Sunset just noticed the woman. She had red hair that was shaped into a beehive. Unlike Principals Luna and Celestia, who had tall and svelte figures, this principal was short and stout. She wore a blue business dress with a light blue blouse underneath. She was looking at Crocker like he was an out-of-sorts child. "Crocker," the Irish woman said in a displeased tone, "what did I say about your megalomaniacal rants?"

"Not to do them in front of visitors," Crocker listed off, sounding like a scolded five-year-old.

"And what did you do?"

"Did them," Crocker said. "You win this round, Turner-!" he began to rant, only to walk away after another glare from the annoyed woman.

"I'm so sorry about Crocker," Waxelplax said to Sunset, giving her a friendly grin. "He's having one of his episodes. Ms.-"

"Shimmer," Sunset said, "It's OK. But what’s all that about?" Sunset said, trying to hide the concern in her voice.

"Oh, Crocker thinks magic is real," Waxelplax said in a tired, mocking voice, "and he wants to rule the world with it." The woman let out a silly laugh. Sunset let out her own forced laughter, as did Timmy. "Crazy, right?"

"Yeah, crazy," Timmy said nervously.

"Anyways, off to class now," the plump woman said to Timmy, who ran off, giving a friendly wave to Sunset, who returned it.

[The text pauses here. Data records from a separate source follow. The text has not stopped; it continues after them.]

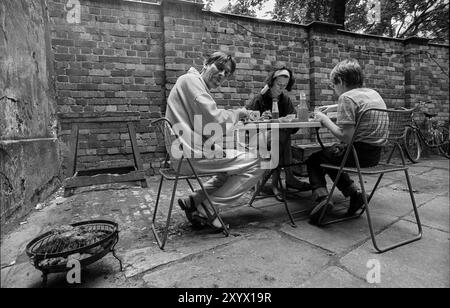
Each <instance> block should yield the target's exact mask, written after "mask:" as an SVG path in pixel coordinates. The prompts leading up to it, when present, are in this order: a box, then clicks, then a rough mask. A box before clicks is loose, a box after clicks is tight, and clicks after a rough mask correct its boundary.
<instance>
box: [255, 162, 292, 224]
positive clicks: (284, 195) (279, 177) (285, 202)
mask: <svg viewBox="0 0 450 308" xmlns="http://www.w3.org/2000/svg"><path fill="white" fill-rule="evenodd" d="M298 165H300V163H295V164H289V165H279V166H278V167H276V168H275V169H271V170H268V171H267V172H265V173H264V175H263V177H262V179H261V181H260V183H259V184H258V185H257V186H256V189H255V192H254V193H253V196H252V198H251V199H250V202H249V204H248V205H249V206H252V204H253V202H254V201H255V199H256V197H257V196H259V194H260V193H261V191H262V189H263V188H264V185H265V184H266V183H267V181H268V180H269V179H270V177H271V176H272V174H273V173H274V172H275V171H277V172H279V173H280V176H279V177H278V185H279V186H280V191H281V197H282V199H283V204H284V208H285V210H286V213H287V215H288V217H289V220H290V221H291V226H293V227H297V225H296V224H295V220H294V216H293V215H292V213H291V211H290V210H289V207H288V205H287V201H286V191H287V183H286V182H285V185H284V186H283V181H282V179H281V171H282V170H284V169H285V168H289V167H292V166H298ZM297 213H298V212H296V213H295V214H297Z"/></svg>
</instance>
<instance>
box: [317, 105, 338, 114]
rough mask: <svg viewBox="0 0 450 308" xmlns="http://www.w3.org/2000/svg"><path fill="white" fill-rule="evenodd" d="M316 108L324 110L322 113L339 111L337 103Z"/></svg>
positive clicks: (320, 106)
mask: <svg viewBox="0 0 450 308" xmlns="http://www.w3.org/2000/svg"><path fill="white" fill-rule="evenodd" d="M316 110H318V111H320V112H322V113H329V112H336V111H337V105H336V104H334V105H325V106H320V107H317V108H316Z"/></svg>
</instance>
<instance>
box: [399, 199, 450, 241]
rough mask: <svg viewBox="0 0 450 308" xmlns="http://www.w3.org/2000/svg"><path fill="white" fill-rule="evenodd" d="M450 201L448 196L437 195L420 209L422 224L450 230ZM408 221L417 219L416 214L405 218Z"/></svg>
mask: <svg viewBox="0 0 450 308" xmlns="http://www.w3.org/2000/svg"><path fill="white" fill-rule="evenodd" d="M449 208H450V202H449V199H448V197H447V196H446V197H437V198H435V199H433V200H431V201H429V202H427V203H426V204H424V205H423V206H422V207H420V209H419V217H420V221H421V222H422V225H424V226H428V227H431V228H435V229H439V230H441V231H446V232H449V231H450V230H449V229H450V227H449V225H450V213H449ZM404 219H405V220H408V221H412V222H414V221H415V218H414V214H411V215H409V216H407V217H405V218H404Z"/></svg>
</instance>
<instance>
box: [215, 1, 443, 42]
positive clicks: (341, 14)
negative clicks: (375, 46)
mask: <svg viewBox="0 0 450 308" xmlns="http://www.w3.org/2000/svg"><path fill="white" fill-rule="evenodd" d="M207 1H209V2H210V1H214V0H207ZM267 1H268V0H237V1H236V2H235V3H234V4H232V3H231V2H229V5H228V6H227V7H226V8H225V9H224V10H223V11H224V12H228V13H233V14H240V15H248V16H253V17H254V16H256V9H258V8H261V6H262V5H263V4H264V3H266V2H267ZM377 1H379V8H380V9H379V12H378V13H377V14H378V18H375V19H373V18H371V17H370V16H371V15H370V14H369V11H370V10H371V9H372V10H373V7H372V6H373V5H372V6H371V3H374V2H377ZM271 17H272V19H274V20H281V21H288V22H296V23H302V24H308V23H310V22H312V21H323V22H330V23H337V24H343V25H344V27H345V29H346V30H349V31H353V32H359V33H367V34H376V35H383V36H390V37H395V38H406V37H411V36H419V37H425V38H429V39H431V40H432V41H434V42H439V43H447V44H448V35H449V32H448V29H449V22H448V20H449V0H275V6H274V9H273V12H272V13H271Z"/></svg>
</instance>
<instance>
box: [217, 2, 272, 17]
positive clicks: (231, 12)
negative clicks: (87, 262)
mask: <svg viewBox="0 0 450 308" xmlns="http://www.w3.org/2000/svg"><path fill="white" fill-rule="evenodd" d="M266 1H267V0H237V1H236V3H235V4H231V1H230V0H229V1H228V6H226V7H225V8H224V9H222V10H221V11H222V12H223V13H231V14H237V15H246V16H251V17H256V9H257V8H261V6H262V4H263V3H264V2H266Z"/></svg>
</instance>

"What if, hypothetically speaking," Sunset said, trying to hide her nervousness in her voice, "magic was real?"

"Then we'd all be in trouble from future dictator Denzel Crockpot," the woman said playfully as if the idea of Crocker doing anything threatening seemed utterly ludicrous. "Anyways, got to get to work," the woman said, marching back to the school.

"Bye," Sunset said idly, a serious frown forming on her face as her glare penetrated the face of the school the crazy teacher slunk through.